Yep, the digitals have the ability to change their ISO setting and
both "mine" have this but, to the little that I have experimented with
this above water (and I have a digital, dedicated, strobe, $AU1400,
Phew) for these cameras and don't use the built-in one at all this seems
to make precious little difference. FWTIW, I really don't know.
Regardless, u/w you're going to lose those colours without artificial
light, the laws of light don't vary just because you're shooting
digital. :(

What does, or in my perception seems to, vary, is that super-saturated
colours of the likes of Fuji Velvia 50 cannot be replicated (yet) and
(this is a very positive "and") the extreme grain of those same films
is not required because, but of course, we are now talking in pixels,
and only pixels.
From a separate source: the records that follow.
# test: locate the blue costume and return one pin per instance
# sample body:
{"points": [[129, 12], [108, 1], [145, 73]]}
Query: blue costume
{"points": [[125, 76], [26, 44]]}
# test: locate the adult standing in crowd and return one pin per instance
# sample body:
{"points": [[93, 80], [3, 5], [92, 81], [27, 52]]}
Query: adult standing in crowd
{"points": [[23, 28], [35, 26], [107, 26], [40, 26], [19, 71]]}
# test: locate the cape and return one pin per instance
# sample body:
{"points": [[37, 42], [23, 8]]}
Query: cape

So, does it follow that Velvia style supersaturation
is only the province of (still) extremely expensive digitals such as
the top-of-the-line Canons, Kyoceras, Nikons, Olympics etc which are
capable of storing so many more "pixels per inch" than the more
consumer orientated models?

I rather think that jury is well and truly out to lunch and likely to
remain so for the significant future. :)

Incidentally, proper management of re-chargeable batteries is getting
increasingly important and I can't emphasise that enough. Your
common-or-garden battery charger available from the likes of Dick
Smith, Radio Shack etc simply is not good enough and, before anyone
tells me that NiMh's do not carry a memory, no, that is technically
incorrect. Even the charger supplied with "my" you-beaut Olympus is a
"dumb" charger and if you are (and I am, in this case at least) as
dumb then you need something better such as a, well, non-dumb charger.

My choice here (more importantly that of the U/W Photography mob) is Ansmann:

http://www.nexusamerica.com/main.html (me mate Woody Mayhew in the States)
http://www.ansmann.de/ansmann1.html (Germany, can't remember whether
there's an English page)

For the Aussies amongst us, yes, there's an Aussie representative.
I've been in touch with them and they're, uhhhhh, not exactly
efficient? Forthcoming? Their web page seriously, errrmmmm, sucks?
Can't remember who they are but if you must, I'll find out again.